I broke up with Mr. Cowboy. I thought he hated me. I semi-dated Mr. Tennis. I thought he truly cared for me. Our relationship was altogether undefined. We emailed. Sometimes we called. Once in a blue moon I would "visit my sister" and see him. Mr. Tennis did come up for New Years. I thought that was the start of a real relationship. He was flirty. He was affectionate. He was endearing. Mr. Tennis gave me a necklace. Doesn't that sort of thing mean, "You're my girlfriend," or something to that affect? At least I thought that's what it meant. A day after he left, Mr. Tennis told me he wasn't interested in dating anyone at the time. He had some things he needed to "figure out." It was just a break. Nothing permanent.

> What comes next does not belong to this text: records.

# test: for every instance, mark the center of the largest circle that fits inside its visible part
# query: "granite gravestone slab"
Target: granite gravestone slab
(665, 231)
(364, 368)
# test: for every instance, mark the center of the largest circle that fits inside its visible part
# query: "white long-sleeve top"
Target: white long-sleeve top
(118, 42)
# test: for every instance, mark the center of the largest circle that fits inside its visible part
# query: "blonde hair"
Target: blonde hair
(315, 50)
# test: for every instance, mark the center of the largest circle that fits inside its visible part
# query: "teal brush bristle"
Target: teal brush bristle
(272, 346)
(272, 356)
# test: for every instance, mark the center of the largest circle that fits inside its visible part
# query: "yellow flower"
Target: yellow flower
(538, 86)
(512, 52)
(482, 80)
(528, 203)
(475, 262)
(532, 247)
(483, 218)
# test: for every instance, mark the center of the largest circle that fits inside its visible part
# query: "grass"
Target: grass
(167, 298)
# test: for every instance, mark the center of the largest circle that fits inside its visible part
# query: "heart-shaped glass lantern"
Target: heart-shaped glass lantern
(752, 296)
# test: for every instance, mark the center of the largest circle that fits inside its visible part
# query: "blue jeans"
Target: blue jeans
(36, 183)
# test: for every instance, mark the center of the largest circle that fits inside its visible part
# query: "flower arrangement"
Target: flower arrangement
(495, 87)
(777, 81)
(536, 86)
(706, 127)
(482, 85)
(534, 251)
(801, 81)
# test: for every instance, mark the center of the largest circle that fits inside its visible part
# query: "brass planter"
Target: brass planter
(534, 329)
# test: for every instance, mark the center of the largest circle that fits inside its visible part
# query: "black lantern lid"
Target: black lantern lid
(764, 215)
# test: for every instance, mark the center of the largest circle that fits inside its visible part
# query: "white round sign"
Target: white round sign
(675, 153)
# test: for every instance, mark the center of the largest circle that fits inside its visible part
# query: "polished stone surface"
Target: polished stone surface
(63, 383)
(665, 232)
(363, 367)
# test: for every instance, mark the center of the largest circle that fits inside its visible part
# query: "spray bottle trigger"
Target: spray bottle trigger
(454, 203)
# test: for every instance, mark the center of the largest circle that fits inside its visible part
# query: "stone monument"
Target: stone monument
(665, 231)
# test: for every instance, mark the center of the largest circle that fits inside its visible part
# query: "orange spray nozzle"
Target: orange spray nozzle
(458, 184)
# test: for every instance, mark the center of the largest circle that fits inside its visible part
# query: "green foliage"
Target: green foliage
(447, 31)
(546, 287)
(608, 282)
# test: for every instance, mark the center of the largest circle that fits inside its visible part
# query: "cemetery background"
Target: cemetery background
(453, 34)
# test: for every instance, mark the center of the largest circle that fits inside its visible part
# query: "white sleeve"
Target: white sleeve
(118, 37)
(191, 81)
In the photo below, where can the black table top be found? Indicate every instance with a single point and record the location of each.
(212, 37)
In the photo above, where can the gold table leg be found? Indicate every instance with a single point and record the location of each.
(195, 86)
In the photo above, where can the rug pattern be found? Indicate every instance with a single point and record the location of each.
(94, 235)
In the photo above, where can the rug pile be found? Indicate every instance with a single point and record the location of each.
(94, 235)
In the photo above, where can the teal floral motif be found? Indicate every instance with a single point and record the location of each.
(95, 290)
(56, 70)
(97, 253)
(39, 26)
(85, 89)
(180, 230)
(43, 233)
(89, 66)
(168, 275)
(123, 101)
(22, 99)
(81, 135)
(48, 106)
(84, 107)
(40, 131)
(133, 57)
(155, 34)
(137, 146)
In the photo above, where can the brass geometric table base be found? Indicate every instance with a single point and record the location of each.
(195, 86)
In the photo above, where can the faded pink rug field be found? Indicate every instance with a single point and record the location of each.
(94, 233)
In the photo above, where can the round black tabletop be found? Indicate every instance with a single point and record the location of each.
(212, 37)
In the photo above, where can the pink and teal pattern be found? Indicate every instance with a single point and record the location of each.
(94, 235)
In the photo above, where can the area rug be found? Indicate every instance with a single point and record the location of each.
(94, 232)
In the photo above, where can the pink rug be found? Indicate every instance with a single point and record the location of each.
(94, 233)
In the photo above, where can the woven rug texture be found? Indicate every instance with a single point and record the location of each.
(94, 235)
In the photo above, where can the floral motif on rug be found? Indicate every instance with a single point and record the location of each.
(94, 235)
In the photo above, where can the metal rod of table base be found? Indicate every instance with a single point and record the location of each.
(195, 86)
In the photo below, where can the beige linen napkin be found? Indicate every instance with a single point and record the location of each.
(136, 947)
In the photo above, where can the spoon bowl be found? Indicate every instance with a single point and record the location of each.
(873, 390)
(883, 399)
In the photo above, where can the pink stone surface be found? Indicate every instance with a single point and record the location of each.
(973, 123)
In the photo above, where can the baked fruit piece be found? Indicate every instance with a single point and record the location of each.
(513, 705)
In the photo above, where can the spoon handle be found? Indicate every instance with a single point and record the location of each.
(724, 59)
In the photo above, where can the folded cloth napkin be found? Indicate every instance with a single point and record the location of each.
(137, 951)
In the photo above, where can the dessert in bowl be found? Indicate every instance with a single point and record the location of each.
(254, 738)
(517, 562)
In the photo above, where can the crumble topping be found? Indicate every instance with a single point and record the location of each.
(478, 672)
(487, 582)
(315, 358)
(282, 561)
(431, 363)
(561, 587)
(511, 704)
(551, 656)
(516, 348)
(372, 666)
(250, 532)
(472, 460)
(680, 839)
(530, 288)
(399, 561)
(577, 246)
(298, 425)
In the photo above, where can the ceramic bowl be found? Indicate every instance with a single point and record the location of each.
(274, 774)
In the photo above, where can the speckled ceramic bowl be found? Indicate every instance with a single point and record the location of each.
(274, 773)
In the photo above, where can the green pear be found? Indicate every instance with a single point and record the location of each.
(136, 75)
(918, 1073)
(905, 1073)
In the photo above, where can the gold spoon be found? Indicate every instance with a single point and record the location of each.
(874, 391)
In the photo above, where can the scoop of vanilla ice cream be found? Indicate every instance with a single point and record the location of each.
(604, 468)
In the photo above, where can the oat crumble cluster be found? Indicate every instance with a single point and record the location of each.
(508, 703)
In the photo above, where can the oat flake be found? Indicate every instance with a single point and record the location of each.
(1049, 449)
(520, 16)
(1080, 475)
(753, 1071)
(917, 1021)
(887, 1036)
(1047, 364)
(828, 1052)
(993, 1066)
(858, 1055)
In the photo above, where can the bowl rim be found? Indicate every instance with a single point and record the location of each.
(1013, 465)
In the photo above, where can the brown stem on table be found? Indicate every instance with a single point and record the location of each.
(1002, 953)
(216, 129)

I was understanding. I was also determined. Determined to be loyal to someone. I wore that necklace everyday for one whole year as a symbol of my devotion. {You don't have to tell me, I know I'm stupid}.
One year later, I transferred schools to the same city as Mr. Tennis. {Not purely for the sake of being near him. It was just time to transfer schools}. Then Mr. Tennis felt a little more obligated to tell me the truth. {Because I was too oblivious to see for myself}. "Coquette, I'm sort of dating someone else. You've been such a good friend to me, but now is the time for a new chapter in our lives. I just don't see you as anything other than as a friend. Can we still be friends?"
Yes.
I asked him if he actually ever had feelings for me. "Not at first. I just wanted to kiss you. I did like you after a while though..."
Thanks Mr. Tennis. You really are the quite the charmer aren't you?
You know what they say, Hindsight really is 20/20. When I look back, I can see how idiotic I was. My stalwart thoughts of devotion were for a guy who didn't even feel the same as I did. Not even remotely.
But you know, not even the best of Jane Austen's characters fall for the right guy at first. Elizabeth finds Mr. Wickham to be captivating. Anne entertains thoughts of marrying Mr. Elliot. Marianne more than falls for Willoughby. But in the end, they end up with the really great guys. Mr. Darcy. Captain Wentworth. Colonel Brandon. I take comfort in the fact that though sometimes brief {or not so brief in my case} moments of stupidity can lead to the happiest of endings.